Sejak tadi malam serasa dunia ini hanya sebatas laut-laut
dan pulau dalam lingkup nusantara. Padahal sejak sekolah dasar dulu sudah
diajarkan tentang geografi. Ratusan negara dan kota harus selalu siap untuk
dieksplorasi di dalam setiap otak murid-murid kecil. Beragam suku juga telah
dikenalkan mulai suku Aborigin hingga
Indian. Namun juga sayang beribu
sayang, perkenalan itu hanya lewat gambar yang hanya menarik untuk dilihat
saja. Tak pernah diajarkan untuk dimengerti bahwa mereka juga hidup seperti
kita di dunia yang sama. Tidak pernah ada bayangan bahwa esok hari mereka
datang bertamu kerumah kita.
Sekarang beribu karya mereka mengetuk setiap gerbang bahkan
menemani setiap detik kita bernafas. Sedangkan, kita masih belum sadar bahwa
mereka bukan dari negeri dongeng. Mereka nyata. Bekerja dan mempertahankan
hidup seperti layaknya kita orang Indonesia.
Jika banyak dari tetangga kita yang bekerja sebagai TKI di
luar negeri, mereka bahkan lebih dari sekedar bekerja diluar negeri. Dunia ini
seakan sangat sempit bagi mereka. Tanah di belakang rumah mungkin saja sudah di
taksir oleh mereka. Bukit dan ladang yang tidak dimanfaatkan, akan menjadi buah
mutiara dan itu mungkin sekali bisa mereka dapatkan.
Seorang teman pernah berbincang soal Dalailama yang
berkunjung ke negeri ini. Dalam suatu acara di TV, Dalailama mengatakan bahwa
kekuatan paling dahsyat adalah kekuatan keyakinan. Saat kita masih saja
menganggap bahwa orang di belahan bumi lain hanyalah cerita dongeng, mereka
sudah berada disini dan meyakini disini bukan negeri dongeng.
Imaji hanyalah hayalan dan hidup ini adalah realita.
Kesadaran dan realita berada pada posisi aktif sedangkan imajinasi pada posisi
pasif. Bukan maksud untuk menyalahkan imaji, namun kita hanya tidak tepat
menempatkan imaji itu. Imaji untuk berkarya, sedangkan realita untuk bekerja.
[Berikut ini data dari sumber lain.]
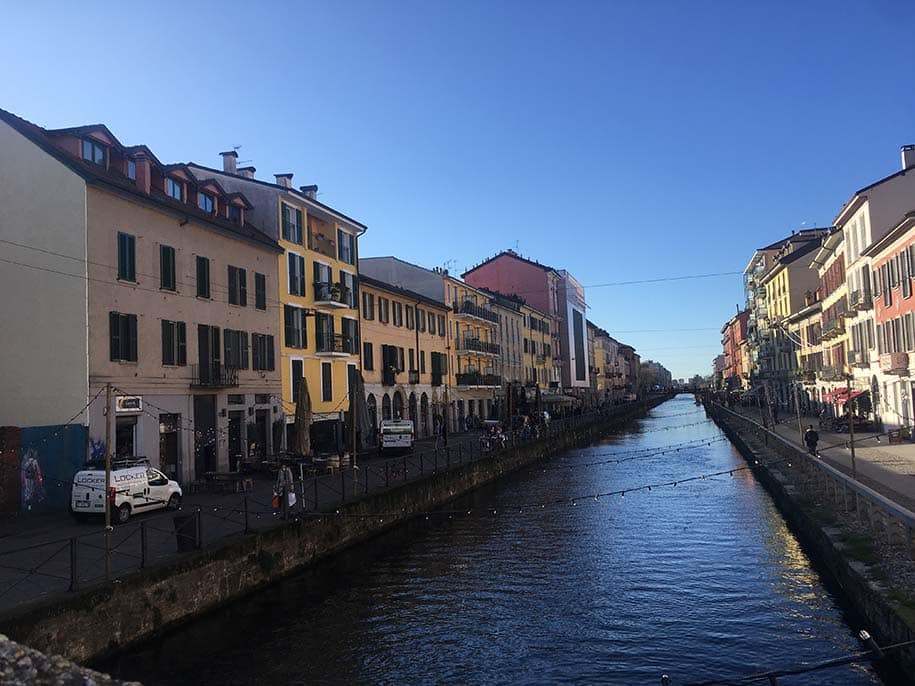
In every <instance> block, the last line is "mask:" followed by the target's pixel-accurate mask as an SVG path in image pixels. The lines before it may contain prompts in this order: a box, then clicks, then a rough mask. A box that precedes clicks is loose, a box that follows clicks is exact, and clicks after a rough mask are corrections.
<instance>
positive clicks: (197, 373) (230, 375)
mask: <svg viewBox="0 0 915 686" xmlns="http://www.w3.org/2000/svg"><path fill="white" fill-rule="evenodd" d="M236 386H238V368H237V367H229V366H226V365H224V364H219V362H211V363H209V364H195V365H192V366H191V388H235V387H236Z"/></svg>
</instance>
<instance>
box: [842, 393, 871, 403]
mask: <svg viewBox="0 0 915 686" xmlns="http://www.w3.org/2000/svg"><path fill="white" fill-rule="evenodd" d="M865 393H867V391H852V392H851V393H850V394H848V395H847V396H844V395H843V396H842V397H841V398H838V399H836V402H837V403H838V404H839V405H844V404H845V403H846V402H847V401H849V400H854V399H855V398H857V397H858V396H860V395H864V394H865Z"/></svg>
Terkenang jaman dulu saat negeri ini masih berupa
kerajaan-kerajaan. Setiap rakyat seakan mempunyai dewa yang bisa langsung
mereka lihat. Entah kerinduan seperti apa sehingga mereka mewujudkan sosok dewa
pada wujud manusia. Akhirnya timbul kepatuhan yang lebih daripada kepada tuhan.
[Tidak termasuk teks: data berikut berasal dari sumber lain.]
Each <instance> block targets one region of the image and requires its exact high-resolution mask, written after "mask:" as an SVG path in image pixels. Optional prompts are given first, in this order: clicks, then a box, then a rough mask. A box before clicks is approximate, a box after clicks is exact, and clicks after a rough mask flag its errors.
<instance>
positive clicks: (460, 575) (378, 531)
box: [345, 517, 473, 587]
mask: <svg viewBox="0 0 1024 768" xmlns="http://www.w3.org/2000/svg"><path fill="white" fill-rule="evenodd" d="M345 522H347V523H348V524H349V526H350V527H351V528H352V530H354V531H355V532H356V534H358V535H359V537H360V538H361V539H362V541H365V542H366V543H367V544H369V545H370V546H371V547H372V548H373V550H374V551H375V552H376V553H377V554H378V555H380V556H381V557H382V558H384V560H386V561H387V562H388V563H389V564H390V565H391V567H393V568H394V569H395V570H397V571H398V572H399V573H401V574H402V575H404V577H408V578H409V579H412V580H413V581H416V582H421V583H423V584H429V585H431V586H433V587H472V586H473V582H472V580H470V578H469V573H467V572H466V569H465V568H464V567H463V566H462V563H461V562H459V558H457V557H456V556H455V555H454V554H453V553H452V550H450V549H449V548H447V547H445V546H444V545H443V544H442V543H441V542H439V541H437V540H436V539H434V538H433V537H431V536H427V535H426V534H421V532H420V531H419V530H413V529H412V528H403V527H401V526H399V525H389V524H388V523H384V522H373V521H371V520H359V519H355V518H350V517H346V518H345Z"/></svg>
Riwayat ini terus berlangsung hingga membentuk masyarakat foedal yang mengikat setiap langkah masyarakat di negeri ini. Dewa
dalam diri setiap raja pun menurun pada pemimpin-pemimpin, orang tua, guru,
pejabat dan semua yang dianggap lebih tinggi.
Di lain pihak orang-orang dari negeri dongeng itu dapat
membuat kapal, meriam, dan senjata api. Mereka melihat dengan mata kepala
sendiri bahwa dunia ini bulat. Akhirnya mereka datang bak dewa-dewa yang lebih
hebat dari pada dewa-dewa kita. Dan 350 tahun merupakan masa penyempitan dunia
kita. Semakin bertambah hari pada masa-masa itu ruang relita dan kesadaran kita
semakin kecil. Dan kemerdekaanpun seakan hanyalah imajinasi.
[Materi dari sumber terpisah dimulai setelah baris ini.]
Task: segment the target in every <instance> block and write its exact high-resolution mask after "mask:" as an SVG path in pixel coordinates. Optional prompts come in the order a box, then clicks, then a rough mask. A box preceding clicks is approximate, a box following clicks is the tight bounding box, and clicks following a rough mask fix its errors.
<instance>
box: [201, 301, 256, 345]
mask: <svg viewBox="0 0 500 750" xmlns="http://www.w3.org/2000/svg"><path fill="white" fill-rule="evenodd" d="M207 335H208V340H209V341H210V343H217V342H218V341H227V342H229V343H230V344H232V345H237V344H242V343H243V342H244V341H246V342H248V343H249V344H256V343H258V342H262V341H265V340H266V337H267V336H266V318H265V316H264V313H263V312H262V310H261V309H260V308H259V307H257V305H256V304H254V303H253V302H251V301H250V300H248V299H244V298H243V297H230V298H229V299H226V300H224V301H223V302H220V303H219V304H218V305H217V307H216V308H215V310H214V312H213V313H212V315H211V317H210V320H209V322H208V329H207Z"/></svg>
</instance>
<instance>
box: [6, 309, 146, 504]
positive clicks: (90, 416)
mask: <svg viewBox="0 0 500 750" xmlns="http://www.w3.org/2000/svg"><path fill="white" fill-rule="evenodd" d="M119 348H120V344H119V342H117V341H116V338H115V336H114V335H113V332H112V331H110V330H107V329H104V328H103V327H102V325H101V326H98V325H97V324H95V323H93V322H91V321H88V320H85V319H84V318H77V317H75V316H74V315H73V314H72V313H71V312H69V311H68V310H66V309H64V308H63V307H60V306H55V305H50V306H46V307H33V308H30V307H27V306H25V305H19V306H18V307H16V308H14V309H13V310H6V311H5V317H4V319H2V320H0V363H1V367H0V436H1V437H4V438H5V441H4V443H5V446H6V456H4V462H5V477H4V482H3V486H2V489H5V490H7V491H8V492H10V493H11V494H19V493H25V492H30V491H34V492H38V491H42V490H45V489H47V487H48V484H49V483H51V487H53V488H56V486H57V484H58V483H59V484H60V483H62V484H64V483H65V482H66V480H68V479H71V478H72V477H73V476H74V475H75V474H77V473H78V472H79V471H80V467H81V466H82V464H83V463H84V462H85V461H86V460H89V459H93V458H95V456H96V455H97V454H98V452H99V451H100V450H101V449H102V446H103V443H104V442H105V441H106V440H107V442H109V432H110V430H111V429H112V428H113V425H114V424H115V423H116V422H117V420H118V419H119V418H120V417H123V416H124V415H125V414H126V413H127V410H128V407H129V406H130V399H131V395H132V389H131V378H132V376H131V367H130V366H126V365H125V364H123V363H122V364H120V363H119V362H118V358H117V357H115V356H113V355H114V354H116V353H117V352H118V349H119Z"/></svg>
Hari ini sudah 66 tahun negeri ini merdeka. Secara berangsur
juga mata dan telinga kita semakin lebar. Langkah dan penciuman kita pun juga
semakin luas. Dan rasa pedaspun tidak hanya berasal dari cabe saja. Semua ini
nyata dan tak ada rekayasa. Meminjam kata dari Friedman seorang wartawan yang
menulis buku The Worl Is Flat, dunia ini semakin datar, karena semakin mudah
kita melihat dunia yang berada dibelahan bumi lain. Tidak ada lagi negeri
dongeng, suku-suku asing yang kita kenal lewat buku ternyata bukan karangan.
Dan mereka bisa saja seketika berada di depan kita.
Kita harus segera berlari mengejar mereka. Kompetensi saat
ini bukanlah lagi antar suku, antar negara, namun antar individu. Setiap orang
di belahan bumi manapun memiliki akses yang sama di belahan bumi manapun juga.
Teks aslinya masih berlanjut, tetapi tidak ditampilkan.